In some text datasets a corpus of token indices is stored as a single, flat list rather than a nested list of per-line or per-sentence token lists. This design is appropriate when the source text does not have meaningful sentence or paragraph boundaries—for example, when each line of the original file is not guaranteed to represent a complete sentence. Flattening all tokens into one continuous sequence treats the entire text as a single stream of characters (or words), which simplifies downstream operations such as generating fixed-length training subsequences for language models.

Flat Corpus Representation

After applying the full text-processing pipeline (preprocessing, character-level tokenization, and vocabulary construction) to H. G. Wells' The Time Machine, the resulting corpus contains $$173{,}428$$ token indices and the vocabulary comprises $$28$$ unique tokens. These $$28$$ tokens correspond to the $$26$$ lowercase English letters, the space character, and one special unknown-token symbol. The large ratio of corpus length to vocabulary size is characteristic of character-level tokenization, where the vocabulary is inherently small but every individual character in the text contributes a separate entry to the corpus.

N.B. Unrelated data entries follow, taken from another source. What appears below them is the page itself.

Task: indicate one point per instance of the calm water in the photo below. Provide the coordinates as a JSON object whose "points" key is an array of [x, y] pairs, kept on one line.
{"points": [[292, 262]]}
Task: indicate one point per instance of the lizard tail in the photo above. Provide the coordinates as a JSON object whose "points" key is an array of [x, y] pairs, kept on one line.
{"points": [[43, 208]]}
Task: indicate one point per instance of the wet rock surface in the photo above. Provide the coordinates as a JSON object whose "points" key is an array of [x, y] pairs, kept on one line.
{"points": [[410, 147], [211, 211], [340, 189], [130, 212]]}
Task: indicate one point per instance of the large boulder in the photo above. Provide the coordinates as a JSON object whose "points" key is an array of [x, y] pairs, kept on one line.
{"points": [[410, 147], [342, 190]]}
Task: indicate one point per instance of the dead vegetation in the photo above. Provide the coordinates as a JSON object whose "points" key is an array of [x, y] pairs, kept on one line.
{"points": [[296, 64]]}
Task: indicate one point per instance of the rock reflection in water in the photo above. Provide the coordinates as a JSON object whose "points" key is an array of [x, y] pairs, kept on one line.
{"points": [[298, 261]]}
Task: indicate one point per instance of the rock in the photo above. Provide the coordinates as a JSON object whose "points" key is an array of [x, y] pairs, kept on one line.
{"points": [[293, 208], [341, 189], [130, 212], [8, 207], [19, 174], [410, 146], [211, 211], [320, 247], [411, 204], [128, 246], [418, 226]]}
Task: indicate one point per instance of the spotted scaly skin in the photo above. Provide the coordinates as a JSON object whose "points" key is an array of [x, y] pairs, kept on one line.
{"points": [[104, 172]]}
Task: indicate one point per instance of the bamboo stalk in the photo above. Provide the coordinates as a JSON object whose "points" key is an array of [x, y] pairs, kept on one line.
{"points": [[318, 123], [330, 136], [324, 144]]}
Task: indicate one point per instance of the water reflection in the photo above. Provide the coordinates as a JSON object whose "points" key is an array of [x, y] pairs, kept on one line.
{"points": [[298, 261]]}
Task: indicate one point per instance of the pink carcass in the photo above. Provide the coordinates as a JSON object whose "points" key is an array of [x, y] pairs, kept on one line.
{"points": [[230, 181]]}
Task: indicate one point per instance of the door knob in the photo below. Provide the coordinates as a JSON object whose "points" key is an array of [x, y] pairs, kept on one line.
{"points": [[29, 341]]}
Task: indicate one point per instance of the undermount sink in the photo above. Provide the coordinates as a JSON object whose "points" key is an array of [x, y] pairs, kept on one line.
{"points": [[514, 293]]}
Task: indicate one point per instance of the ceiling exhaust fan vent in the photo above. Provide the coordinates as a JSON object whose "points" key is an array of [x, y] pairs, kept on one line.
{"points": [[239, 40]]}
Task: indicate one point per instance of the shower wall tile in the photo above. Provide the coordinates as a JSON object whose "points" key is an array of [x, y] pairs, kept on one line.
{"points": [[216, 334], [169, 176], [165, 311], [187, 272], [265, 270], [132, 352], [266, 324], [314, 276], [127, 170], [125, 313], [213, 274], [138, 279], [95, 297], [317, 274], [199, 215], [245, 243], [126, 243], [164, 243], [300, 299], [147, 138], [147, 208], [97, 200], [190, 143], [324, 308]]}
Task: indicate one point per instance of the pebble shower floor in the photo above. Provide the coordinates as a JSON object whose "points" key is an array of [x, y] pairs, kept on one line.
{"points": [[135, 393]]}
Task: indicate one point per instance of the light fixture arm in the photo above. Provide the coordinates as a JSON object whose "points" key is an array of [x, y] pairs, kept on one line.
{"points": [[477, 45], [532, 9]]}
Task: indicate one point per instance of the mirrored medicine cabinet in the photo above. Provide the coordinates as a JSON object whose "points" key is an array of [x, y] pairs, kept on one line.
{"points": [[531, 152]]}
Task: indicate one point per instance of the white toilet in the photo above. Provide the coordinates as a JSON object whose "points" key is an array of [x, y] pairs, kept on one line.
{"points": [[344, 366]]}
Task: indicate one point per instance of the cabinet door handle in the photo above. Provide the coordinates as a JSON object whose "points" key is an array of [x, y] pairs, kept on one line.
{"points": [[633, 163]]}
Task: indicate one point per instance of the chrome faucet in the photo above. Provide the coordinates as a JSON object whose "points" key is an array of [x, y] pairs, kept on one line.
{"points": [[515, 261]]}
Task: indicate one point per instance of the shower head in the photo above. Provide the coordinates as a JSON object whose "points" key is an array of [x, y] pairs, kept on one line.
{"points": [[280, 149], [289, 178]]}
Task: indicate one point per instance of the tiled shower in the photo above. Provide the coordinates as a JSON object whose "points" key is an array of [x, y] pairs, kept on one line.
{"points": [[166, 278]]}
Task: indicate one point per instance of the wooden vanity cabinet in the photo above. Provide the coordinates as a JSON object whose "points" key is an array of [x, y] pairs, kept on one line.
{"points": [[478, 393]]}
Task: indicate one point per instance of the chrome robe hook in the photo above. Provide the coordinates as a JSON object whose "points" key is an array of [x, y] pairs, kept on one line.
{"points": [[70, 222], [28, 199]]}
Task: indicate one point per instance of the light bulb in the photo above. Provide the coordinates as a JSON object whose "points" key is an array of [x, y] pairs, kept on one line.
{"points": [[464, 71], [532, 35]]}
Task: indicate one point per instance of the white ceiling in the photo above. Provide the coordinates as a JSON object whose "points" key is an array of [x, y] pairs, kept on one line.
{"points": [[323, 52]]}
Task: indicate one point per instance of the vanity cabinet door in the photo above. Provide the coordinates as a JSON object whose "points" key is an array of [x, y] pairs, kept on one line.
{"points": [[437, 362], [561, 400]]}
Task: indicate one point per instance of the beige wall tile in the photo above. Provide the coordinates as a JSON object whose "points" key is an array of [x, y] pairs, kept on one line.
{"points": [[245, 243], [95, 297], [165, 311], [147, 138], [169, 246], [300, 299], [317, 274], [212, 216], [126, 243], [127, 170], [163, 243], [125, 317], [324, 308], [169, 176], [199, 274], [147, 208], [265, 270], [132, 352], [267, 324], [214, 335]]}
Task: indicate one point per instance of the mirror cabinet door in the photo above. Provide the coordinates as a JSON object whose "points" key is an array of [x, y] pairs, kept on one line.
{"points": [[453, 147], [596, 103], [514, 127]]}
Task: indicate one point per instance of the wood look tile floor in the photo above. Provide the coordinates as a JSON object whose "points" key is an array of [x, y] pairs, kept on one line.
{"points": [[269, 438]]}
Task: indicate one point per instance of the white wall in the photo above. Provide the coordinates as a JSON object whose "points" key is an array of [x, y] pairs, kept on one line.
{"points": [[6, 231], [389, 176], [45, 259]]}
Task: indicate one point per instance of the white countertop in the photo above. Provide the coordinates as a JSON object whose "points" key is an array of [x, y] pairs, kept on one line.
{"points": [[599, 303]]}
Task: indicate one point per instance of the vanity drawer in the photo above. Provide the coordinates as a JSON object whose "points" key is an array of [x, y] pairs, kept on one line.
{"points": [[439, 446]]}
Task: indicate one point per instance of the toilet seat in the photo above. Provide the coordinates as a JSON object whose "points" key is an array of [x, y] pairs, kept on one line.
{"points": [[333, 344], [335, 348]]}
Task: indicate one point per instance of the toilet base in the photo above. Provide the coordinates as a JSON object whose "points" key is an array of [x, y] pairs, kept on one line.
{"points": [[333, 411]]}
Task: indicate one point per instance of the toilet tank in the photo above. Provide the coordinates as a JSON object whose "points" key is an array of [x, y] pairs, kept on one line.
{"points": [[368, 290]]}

Time Machine Corpus Statistics

The TimeMachine class provides a build method that combines all text-to-sequence conversion steps into a single end-to-end pipeline. Given the raw text and an optional pre-existing vocabulary, build first preprocesses the text (lowercasing and stripping non-alphabetical characters), then tokenizes the cleaned text into individual characters. If no vocabulary is supplied, it constructs one from the resulting tokens using the Vocab class. Finally, it maps every token to its corresponding integer index via the vocabulary, producing two outputs: corpus, a flat list of integer token indices, and vocab, the vocabulary object. This unified method ensures that preprocessing, tokenization, and numericalization are performed in a consistent, reproducible sequence.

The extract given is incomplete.